Strategies & Skills Learning & Development
Basic Principles of Strategies and Skills Learning and Development (SSLD)
  1. Our social environment includes social realities such as social systems, institutions, conventions, norms, laws, rules, cultures, and so on. It also includes all the relationships we have with these social realities as well as all the people in our lives.
  2. Most of our needs in life are met through interacting with other people or social systems (e.g., being fed by our parents when we were babies, going to a drugstore to get medication).
  3. When we do not successfully achieve what we want through these interactions, we end up not meeting some of our needs such as the need for food or the need for companionship. When our needs are not met, we experience negative emotions (e.g., being hungry, feeling lonely, insecurity), or we may keep on using ineffective or harmful strategies (e.g., using drugs to cope with emotional pain and sense of defeat).

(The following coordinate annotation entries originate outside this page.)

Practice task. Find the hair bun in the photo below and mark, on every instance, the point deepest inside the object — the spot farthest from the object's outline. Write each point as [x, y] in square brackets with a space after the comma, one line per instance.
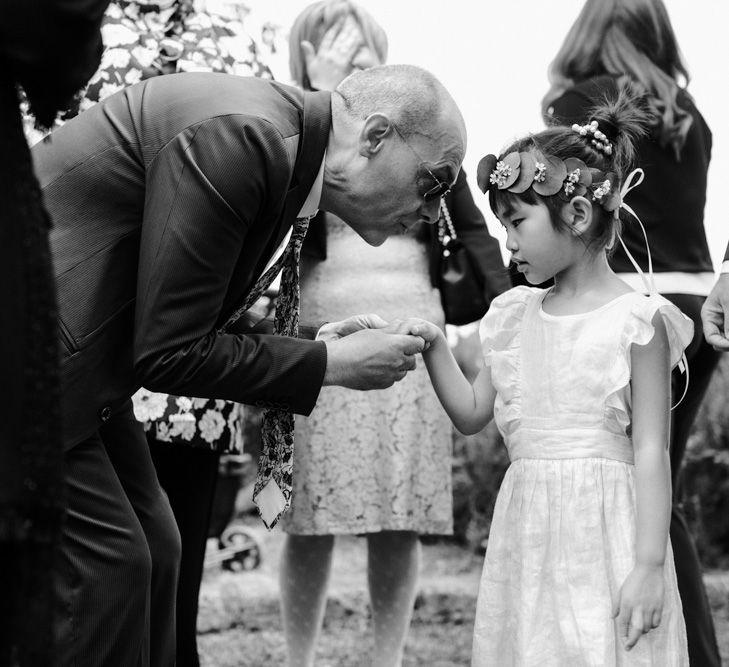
[607, 127]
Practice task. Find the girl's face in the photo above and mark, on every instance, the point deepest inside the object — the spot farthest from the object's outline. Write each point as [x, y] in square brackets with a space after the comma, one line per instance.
[538, 249]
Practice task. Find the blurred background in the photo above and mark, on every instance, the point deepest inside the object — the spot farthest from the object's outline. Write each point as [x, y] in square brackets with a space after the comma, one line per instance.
[493, 58]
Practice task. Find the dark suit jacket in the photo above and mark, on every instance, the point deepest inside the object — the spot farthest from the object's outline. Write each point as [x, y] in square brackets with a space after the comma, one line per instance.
[168, 199]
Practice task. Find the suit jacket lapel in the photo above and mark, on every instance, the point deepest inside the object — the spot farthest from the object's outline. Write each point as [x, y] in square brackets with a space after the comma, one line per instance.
[313, 143]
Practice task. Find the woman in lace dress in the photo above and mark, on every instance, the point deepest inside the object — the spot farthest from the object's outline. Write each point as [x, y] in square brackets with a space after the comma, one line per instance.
[372, 463]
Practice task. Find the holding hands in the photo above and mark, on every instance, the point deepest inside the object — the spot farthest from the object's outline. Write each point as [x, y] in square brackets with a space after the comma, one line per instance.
[639, 606]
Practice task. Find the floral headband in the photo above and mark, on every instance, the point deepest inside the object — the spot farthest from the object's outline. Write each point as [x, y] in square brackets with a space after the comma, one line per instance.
[548, 175]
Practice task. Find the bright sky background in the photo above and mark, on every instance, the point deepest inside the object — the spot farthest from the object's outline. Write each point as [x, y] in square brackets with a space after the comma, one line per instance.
[493, 58]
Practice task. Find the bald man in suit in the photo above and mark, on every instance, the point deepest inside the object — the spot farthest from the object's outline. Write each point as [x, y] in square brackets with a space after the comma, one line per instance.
[169, 200]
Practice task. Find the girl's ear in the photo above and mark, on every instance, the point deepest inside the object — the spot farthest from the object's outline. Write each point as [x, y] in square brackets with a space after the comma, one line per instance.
[371, 139]
[579, 215]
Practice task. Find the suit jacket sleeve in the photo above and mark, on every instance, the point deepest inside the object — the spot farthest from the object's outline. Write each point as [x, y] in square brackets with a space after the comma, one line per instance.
[208, 191]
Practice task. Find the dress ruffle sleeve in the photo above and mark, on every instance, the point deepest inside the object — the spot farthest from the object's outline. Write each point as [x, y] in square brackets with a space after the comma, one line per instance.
[639, 328]
[499, 329]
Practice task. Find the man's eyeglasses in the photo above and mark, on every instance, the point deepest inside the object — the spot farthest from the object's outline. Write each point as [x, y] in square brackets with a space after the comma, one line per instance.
[440, 189]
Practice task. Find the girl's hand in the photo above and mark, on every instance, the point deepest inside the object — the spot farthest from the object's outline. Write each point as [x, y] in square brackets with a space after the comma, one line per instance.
[640, 603]
[414, 326]
[328, 66]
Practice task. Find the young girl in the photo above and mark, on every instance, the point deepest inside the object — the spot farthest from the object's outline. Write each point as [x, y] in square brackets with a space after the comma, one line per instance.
[578, 569]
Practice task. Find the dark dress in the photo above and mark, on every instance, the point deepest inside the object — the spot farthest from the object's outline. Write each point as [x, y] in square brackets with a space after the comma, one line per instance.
[670, 203]
[50, 48]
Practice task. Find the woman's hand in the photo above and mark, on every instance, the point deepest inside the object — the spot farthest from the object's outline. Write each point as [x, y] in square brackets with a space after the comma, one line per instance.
[639, 606]
[332, 63]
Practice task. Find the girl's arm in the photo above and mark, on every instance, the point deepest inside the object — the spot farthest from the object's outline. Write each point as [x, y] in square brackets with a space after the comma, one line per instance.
[469, 406]
[640, 600]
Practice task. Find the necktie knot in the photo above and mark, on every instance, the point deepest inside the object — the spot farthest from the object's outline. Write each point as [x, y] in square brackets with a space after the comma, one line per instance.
[272, 492]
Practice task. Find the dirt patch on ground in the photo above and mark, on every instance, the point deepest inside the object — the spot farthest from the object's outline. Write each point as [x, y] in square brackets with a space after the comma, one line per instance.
[240, 626]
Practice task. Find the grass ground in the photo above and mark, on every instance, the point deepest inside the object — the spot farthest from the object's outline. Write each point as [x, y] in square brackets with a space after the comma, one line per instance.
[240, 624]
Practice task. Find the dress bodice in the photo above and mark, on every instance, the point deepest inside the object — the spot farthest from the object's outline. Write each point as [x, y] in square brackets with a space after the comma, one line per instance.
[563, 382]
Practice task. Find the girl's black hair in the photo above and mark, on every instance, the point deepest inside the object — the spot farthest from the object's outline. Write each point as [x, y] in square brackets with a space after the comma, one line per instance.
[623, 120]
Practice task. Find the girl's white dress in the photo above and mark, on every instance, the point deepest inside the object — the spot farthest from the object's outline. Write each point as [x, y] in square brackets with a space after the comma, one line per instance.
[563, 533]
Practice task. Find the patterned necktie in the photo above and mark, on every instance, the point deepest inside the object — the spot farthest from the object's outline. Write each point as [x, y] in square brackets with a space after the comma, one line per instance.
[272, 492]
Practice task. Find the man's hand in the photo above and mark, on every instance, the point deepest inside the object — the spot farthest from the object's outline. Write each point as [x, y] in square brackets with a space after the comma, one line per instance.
[714, 315]
[415, 326]
[370, 359]
[639, 606]
[328, 66]
[336, 330]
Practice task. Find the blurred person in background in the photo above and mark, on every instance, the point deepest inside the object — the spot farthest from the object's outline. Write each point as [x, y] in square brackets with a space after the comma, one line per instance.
[49, 49]
[186, 435]
[375, 464]
[613, 41]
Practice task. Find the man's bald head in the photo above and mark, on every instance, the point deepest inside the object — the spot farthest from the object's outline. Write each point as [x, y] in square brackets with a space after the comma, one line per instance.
[397, 139]
[411, 96]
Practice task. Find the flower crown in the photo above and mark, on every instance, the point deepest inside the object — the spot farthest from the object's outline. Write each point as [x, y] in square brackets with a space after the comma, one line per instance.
[548, 175]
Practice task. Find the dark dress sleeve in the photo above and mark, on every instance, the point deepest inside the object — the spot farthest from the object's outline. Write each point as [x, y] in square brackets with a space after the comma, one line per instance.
[52, 47]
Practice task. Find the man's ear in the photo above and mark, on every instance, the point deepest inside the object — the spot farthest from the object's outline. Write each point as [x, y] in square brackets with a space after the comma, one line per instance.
[371, 139]
[578, 215]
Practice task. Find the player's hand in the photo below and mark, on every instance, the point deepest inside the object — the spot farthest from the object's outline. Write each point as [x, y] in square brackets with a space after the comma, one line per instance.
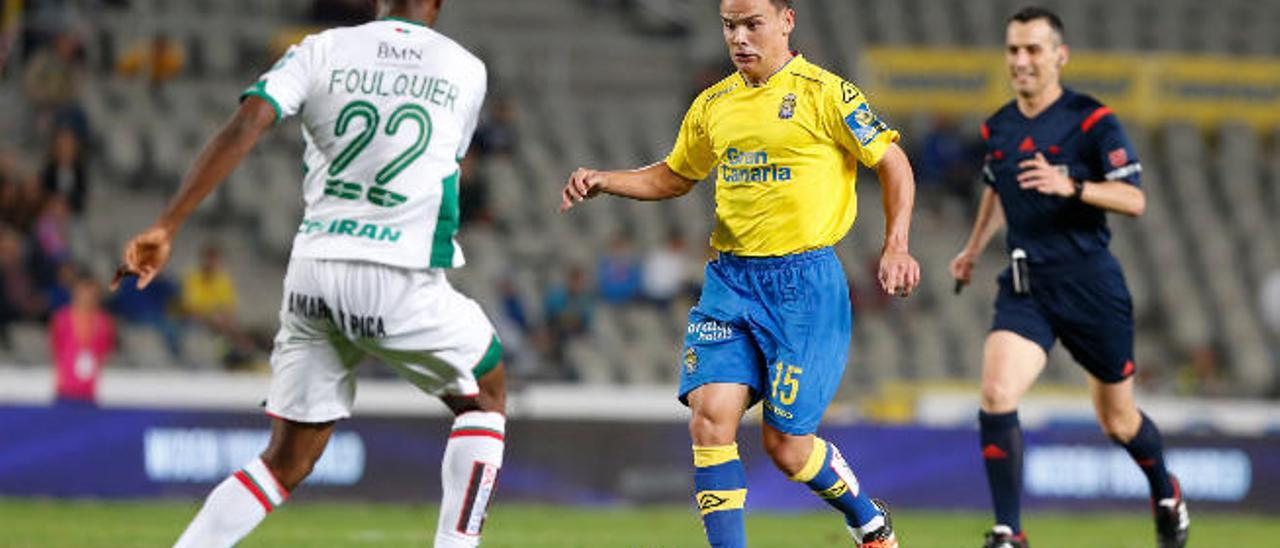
[899, 273]
[1040, 176]
[583, 185]
[145, 256]
[961, 268]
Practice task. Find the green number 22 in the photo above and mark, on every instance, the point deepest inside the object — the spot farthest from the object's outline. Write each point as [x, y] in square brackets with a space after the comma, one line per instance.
[366, 112]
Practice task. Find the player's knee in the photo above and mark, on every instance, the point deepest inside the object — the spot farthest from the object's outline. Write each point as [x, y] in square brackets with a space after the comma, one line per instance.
[787, 452]
[289, 469]
[708, 429]
[997, 398]
[493, 391]
[1120, 427]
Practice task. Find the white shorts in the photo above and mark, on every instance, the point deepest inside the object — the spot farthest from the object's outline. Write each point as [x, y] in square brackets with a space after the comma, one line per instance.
[334, 313]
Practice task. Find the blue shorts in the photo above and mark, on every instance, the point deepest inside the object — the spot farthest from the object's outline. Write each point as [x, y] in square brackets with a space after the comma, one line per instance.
[1087, 305]
[780, 325]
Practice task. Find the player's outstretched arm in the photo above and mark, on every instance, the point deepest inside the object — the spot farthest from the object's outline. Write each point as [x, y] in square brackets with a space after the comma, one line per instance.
[149, 251]
[991, 218]
[653, 182]
[899, 272]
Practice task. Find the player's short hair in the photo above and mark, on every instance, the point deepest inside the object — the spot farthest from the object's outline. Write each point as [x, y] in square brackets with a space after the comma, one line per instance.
[1034, 13]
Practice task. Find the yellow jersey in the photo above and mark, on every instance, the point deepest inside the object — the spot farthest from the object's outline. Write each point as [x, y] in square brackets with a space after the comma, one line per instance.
[784, 158]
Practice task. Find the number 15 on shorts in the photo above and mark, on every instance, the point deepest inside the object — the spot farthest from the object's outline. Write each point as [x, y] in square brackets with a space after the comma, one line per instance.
[786, 383]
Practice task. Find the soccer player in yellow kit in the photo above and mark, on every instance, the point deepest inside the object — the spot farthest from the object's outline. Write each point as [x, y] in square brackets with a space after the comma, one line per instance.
[784, 138]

  4. The major reason for negative life experiences is that we have not mastered effective strategies and/or skills to interact with our social environment to attain what we need. For example, a person may wish to develop an intimate relationship with another person, but cannot get the other person's attention and a positive response.
  5. Most human actions are motivated by needs. We seek company when we feel lonely, we look for water when we are thirsty, etc.
  6. Our actions, motivated by our needs, are also mediated or directed by our thinking. The way we think and the way we make sense of the world can affect the relationship between what we need and what we want. Hunger, for instance, can be translated into a quest for food, or as a call for further self-restraint. A teenager who is not popular at school may believe that popularity can be increased by owning the latest video-game system. Another person may think that a face lift will have the same effect. Their knowledge and experience will also condition how they go about getting what they need or want, such as going to the mall or shopping online.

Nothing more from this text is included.